Show that there exists a non-measurable set $A\subseteq \mathbb{R}$ such that:
$\mu_{\ast}(A\cap E)=0$ and $\mu^{\ast}(A\cap E)=\mu(E)$
For each measurable set E with $\mu(E)>0$.
So my attempt was trying to get a Vitali set (which is known to be unmeasurable) and constructing a set E that can have inner measure 0 and outer measure equals its Lebesgue measure, but I'm stuck in constructin a good set E that can satisfy these conditions.
I'm sure there's a simpler answer to this question, but this was the best I could come up with.
One can modify the Vitali set construction in $[0,1]$ such that the resulting nonmeasurable set $V$ has outer measure $1$ and inner measure $0$. This problem is discussed at length here. Then put $$A = \bigcup_{n\in\mathbb{Z}} (V+n),$$ which is clearly nonmeasurable.

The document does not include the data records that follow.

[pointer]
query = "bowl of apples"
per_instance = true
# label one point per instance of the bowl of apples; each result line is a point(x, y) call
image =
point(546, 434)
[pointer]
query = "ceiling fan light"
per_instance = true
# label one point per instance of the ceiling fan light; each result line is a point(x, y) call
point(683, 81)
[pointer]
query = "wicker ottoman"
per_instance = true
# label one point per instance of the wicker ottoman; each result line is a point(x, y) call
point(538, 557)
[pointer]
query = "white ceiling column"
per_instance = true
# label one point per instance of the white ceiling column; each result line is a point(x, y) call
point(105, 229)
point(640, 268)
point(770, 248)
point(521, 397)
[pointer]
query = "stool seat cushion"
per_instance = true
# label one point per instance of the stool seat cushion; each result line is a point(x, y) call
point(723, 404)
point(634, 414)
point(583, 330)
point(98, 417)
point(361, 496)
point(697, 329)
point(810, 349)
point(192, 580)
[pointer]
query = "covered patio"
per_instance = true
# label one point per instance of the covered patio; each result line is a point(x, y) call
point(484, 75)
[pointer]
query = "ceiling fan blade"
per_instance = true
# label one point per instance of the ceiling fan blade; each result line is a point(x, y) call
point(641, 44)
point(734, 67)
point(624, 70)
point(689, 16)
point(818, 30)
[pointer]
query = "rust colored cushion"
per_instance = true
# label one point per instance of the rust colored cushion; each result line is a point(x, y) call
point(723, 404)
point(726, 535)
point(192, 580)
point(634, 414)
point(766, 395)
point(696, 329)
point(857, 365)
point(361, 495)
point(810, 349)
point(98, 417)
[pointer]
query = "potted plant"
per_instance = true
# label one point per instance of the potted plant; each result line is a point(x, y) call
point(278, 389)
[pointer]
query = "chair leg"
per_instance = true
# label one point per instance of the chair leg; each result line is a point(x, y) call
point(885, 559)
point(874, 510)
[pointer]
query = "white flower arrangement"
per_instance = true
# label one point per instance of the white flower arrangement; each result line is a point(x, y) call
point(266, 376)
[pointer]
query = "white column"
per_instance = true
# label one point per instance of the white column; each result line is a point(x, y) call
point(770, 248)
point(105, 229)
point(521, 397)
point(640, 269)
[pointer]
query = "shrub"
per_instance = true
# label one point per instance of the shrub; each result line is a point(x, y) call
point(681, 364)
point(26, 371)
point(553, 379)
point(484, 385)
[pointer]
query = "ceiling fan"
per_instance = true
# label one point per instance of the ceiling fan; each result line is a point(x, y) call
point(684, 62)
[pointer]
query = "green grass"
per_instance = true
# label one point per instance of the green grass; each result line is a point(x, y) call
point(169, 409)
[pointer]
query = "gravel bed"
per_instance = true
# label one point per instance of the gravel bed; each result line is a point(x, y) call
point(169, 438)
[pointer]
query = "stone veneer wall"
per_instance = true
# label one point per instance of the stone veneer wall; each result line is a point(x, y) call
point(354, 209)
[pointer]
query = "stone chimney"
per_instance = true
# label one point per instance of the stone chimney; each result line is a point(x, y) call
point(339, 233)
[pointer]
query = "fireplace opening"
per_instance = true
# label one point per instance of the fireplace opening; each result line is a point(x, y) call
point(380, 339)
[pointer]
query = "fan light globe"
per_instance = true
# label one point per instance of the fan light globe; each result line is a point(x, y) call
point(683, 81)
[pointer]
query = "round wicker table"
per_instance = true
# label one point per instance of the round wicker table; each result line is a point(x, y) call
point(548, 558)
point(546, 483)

We claim the inner measure $0$ property is retained. Indeed, given $F$ compact with $F\subset A$, we have $(F\cap [n,n+1])-n\subset V$, so we find $\mu(F\cap[n,n+1]) = 0$ and thus $\mu(F)=0$. This proves $\mu_*(A\cap E)\leq\mu_*(A) = 0$ for any measurable set $E$.
To prove the outer measure property, we first assume the measurable set $E$ is bounded, so there is positive integer $N$ large enough that $E\subset [-N,N]$. Also put $A_N: = A\cap [-N,N]$, which is easily seen to have outer measure $2N$. Applying Carathéodory criterion gives $$\mu^*(A_N) = \mu^*(E\cap A_N)+\mu^*(E^c\cap A_N).$$ Since $E^c\cap A_N\subset [-N,N]\setminus E$, we have $$\mu^*(E^c\cap A_N)\leq \mu^*([-N,N]\setminus E) = 2N-\mu(E).$$ Thus our inequality becomes $2N\leq \mu^*(E\cap A_N)+2N-\mu(E)$. Rearranging, $$\mu(E) \leq \mu^*(E\cap A_N)\leq \mu^*(E) =\mu(E),$$ so $\mu(E)= \mu^*(E\cap A_N) = \mu^*(E\cap A)$ in this case.
In the general case, we use inner regularity of measure and continuity of outer measure from below. Measurability of $E$ implies $E=F\cup Z$, where $F$ is $F_\sigma$ and $Z$ is measure $0$. It is sufficient to prove $\mu^*(F\cap A) = \mu(E)$ (exercise). Now, there is a sequence of compact sets $F_n\nearrow F$ such that $\mu(F_n)\nearrow\mu(F)=\mu(E)$ as $n\to\infty$. Each $F_n$ satisfies $\mu(F_n) = \mu^*(F_n\cap A)$. Yet $F_n\cap A\nearrow F\cap A$, so $$\mu^*(F\cap A) = \lim \mu^*(F_n\cap A) = \lim \mu(F_n) = \mu(E).$$ This completes the proof.